Concrete floor with handwritten quote and a black case in the corner.

"When you change the way you look at things, the things you look at change."

In Neil Gaiman’s novel American Gods, ‘backstage’ is a metaphysical realm existing in parallel to the physical world. It’s a hidden dimension, a transitional zone, where gods and mythological beings can reveal their true forms and access their divine powers.

Using ‘backstage’ as a metaphor along with ‘front of house’ in terms of blogging reveals an interesting opportunity for writers. While social media often demands polished, performative content, blogs can serve as both stage and sanctuary.

I’d argue that the most compelling bloggers manage to weave together public performance with the sharing of their private processes. They share not just their conclusions, but the thinking and the various paths that led them there. Their posts are a mixture of finished thoughts interwoven with works-in-progress.
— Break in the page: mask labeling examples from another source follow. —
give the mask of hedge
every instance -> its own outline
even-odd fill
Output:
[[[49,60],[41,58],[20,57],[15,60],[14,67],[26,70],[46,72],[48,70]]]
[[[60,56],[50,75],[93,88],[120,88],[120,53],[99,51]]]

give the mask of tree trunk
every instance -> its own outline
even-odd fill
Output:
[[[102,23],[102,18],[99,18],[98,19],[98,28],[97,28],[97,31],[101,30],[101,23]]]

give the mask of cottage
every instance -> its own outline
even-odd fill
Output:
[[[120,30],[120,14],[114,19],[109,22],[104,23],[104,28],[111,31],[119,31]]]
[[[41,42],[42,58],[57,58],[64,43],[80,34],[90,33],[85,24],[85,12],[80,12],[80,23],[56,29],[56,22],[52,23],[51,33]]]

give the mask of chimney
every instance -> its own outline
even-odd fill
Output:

This backstage approach to blogging offers something increasingly rare in our digital age: authenticity without performativity. It’s what blogging was made for! Sharing half-formed ideas which have room to breathe and evolve, being connected together with one another over time. It’s a place where writers can document struggles alongside successes, and where the messy process of thinking becomes as valuable as the polished final product.

I guess my point is that I’d like to encourage those who write for money, pleasure, or both, to invite readers backstage. It’s a way of transforming the solitary act of creation into a shared journey. Yes, it’s a vulnerable act, but it ultimately creates deeper connections than any carefully curated feed ever could. It’s a way of turning readers, in some ways, into collaborators, as they are witnesses to the evolution of ideas rather than mere consumers of finished products.

Perhaps the future of meaningful online discourse lies not in trying to find another ‘public square’ — as Twitter was a decade or more ago — and instead embracing both performance and process? Treating blogs as spanning both front of house and backstage, we can create spaces which allow for both authenticity and artistry, and blur the line between ‘creator’ and ‘audience’.